Выбрать главу

«Моим приятелям, — рассказывает Юрий Нагибин, — стало чего-то не хватать. Изгой был необходим, чтобы остальные, сознавая свое превосходство, взаимно прощали друг другу все недостатки». А обобщать-то здесь, думать, что во всякой группе должен быть «изгой», как раз нельзя. Все дело в том, как и для чего возникла группа, что здесь сплачивает людей. И об этом мы, взрослые, должны постоянно помнить…

В другом рассказе Юрий Нагибин рисует мальчика, который стоял на самой вершине социально-психологической пирамиды, атамана Леньку. «Он был прирожденным вожаком, атаманом, от которого сладко выдержать даже несправедливость. Он знал, чего хотел, не колеблясь брал на себя ответственность, плевал на чужие мнения, не боялся риска, принимал жестокие законы охоты. Я же принадлежал к той подавляющей части человечества, что никогда не знает, чего хочет, ни в коем случае не берет на себя ответственности, вечно испытывает потребность в самооправдании, страшится риска, избегает охотничьих путей, — и я знал свое место».

Откуда же такое стойкое убеждение в существовании «чего-то», что автоматически обеспечивает человеку определенное положение? Я думаю, все дело в одной психологической иллюзии.

С самого раннего детства человек усваивает принятые в его семье и более широком окружении нормы и стандарты разного рода оценок. У него формируется и эталон «красивого человека», эталон «хорошего человека», «доброго человека», «умного человека». Собственный наш опыт вносит в эти эталоны индивидуальные коррективы, которые обусловливают вариации, называемые вкусом. При встрече с другим человеком происходит как бы сличение, сравнение с эталоном. Совпадает — нравится, симпатичен, привлекателен. Не совпадает — не нравится. И все это не всегда осознается: и сличение и вывод переживаются как непосредственный и необъяснимый акт.

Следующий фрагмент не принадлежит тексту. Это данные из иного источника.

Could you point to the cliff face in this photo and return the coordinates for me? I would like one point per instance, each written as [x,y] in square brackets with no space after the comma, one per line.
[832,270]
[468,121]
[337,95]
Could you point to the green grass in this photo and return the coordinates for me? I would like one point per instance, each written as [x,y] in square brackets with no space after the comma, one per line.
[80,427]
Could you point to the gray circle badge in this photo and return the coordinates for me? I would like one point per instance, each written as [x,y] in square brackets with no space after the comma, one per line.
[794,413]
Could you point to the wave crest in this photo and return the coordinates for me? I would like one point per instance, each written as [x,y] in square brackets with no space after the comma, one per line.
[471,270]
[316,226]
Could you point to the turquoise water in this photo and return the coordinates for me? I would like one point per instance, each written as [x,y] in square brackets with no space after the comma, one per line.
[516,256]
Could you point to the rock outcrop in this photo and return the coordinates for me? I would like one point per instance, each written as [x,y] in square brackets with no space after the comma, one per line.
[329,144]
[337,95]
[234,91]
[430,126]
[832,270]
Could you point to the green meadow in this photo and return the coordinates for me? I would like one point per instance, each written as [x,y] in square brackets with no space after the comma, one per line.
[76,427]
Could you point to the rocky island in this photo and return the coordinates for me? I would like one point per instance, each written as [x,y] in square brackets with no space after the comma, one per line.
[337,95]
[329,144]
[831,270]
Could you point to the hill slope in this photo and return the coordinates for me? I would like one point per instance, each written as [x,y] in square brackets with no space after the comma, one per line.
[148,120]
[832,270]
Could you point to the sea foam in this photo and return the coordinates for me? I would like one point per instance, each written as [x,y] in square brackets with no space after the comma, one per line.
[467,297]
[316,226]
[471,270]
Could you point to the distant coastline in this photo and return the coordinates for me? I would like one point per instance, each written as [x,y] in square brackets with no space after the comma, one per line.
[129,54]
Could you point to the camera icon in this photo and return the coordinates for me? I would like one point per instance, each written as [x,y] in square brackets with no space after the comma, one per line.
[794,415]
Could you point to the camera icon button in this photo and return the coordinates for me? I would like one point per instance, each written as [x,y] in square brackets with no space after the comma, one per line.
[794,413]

Даже наши симпатии и антипатии объективно опосредствованы нашими вкусами, жизненным опытом, нравственными эталонами. Мне «просто» нравится Иванов. Но это значит: он как-то соответствует моему представлению о человеке, который должен нравиться. Другое дело, что всего этого я не осознаю. В этом и состоит иллюзия непосредственности, необъяснимости, спонтанности нашего отношения к другим людям. Да и не только к людям, а вообще отношения к окружающему!

У каждого из нас существует огромное число разного рода стандартов, эталонов для оценки других людей. Мы классифицируем людей по возрасту — возникают стандарты: «дошкольник», «подросток», «бальзаковская женщина»; по национальности — «русский», «цыган», «немец»; по профессии — «артисты», «атомники»…

Перечень можно продолжать без конца. Эти стандарты стоят между конкретным человеком и нашим восприятием и оценкой этого человека. «Все они такие» — вот весьма распространенная формула оценки другого, которая порождает множество порой трагических ошибок во взаимоотношениях между людьми.

В заключение приведем рассуждения Чарли Чаплина. Здесь очень интересно отразилась тенденция строить свои отношения с людьми на основе представления о некоем «актере», «писателе», «музыканте» вообще.

«Если бы меня спросили, в каком мужском обществе я предпочел бы вращаться, наверно, я выбрал бы людей своей профессии. Однако Дуглас (Фербенкс. — Я. К.) был единственным актером, который стал мне близким другом. Встречаясь на голливудских приемах со звездами, я стал относиться к ним скептически, — может быть, попросту нас было там слишком много. И атмосфера там бывала не столько дружеской, сколько вызывающей на соревнование; стремясь привлечь к себе внимание, человек шел, словно сквозь строй, подвергаясь язвительной критике. Нет, звезды среди звезд дают мало света и еще меньше тепла.

Писатели — милые люди, но они не из тех, кто охотно что-то дает другим. Они не любят делиться тем, что знают сами. Большей частью они прячут свое богатство в переплеты своих книг. Ученые могли бы стать чудесными друзьями, но одно их появление в гостиной парализует все ваши мысли. Художники обычно ужасно скучны — большинство из них стремится вас уверить, что они больше философы, чем художники. Поэты, несомненно, являются существами высшего класса — они приятны, терпимы и прекрасные товарищи. Но мне кажется все-таки, что легче всего дружить с музыкантами. По-моему, нет ничего теплее и трогательнее зрелища симфонического оркестра. Романтический свет пюпитров, настройка инструментов и внезапная тишина при появлении дирижера словно утверждают общественный, основанный на тесном сотрудничестве характер их искусства».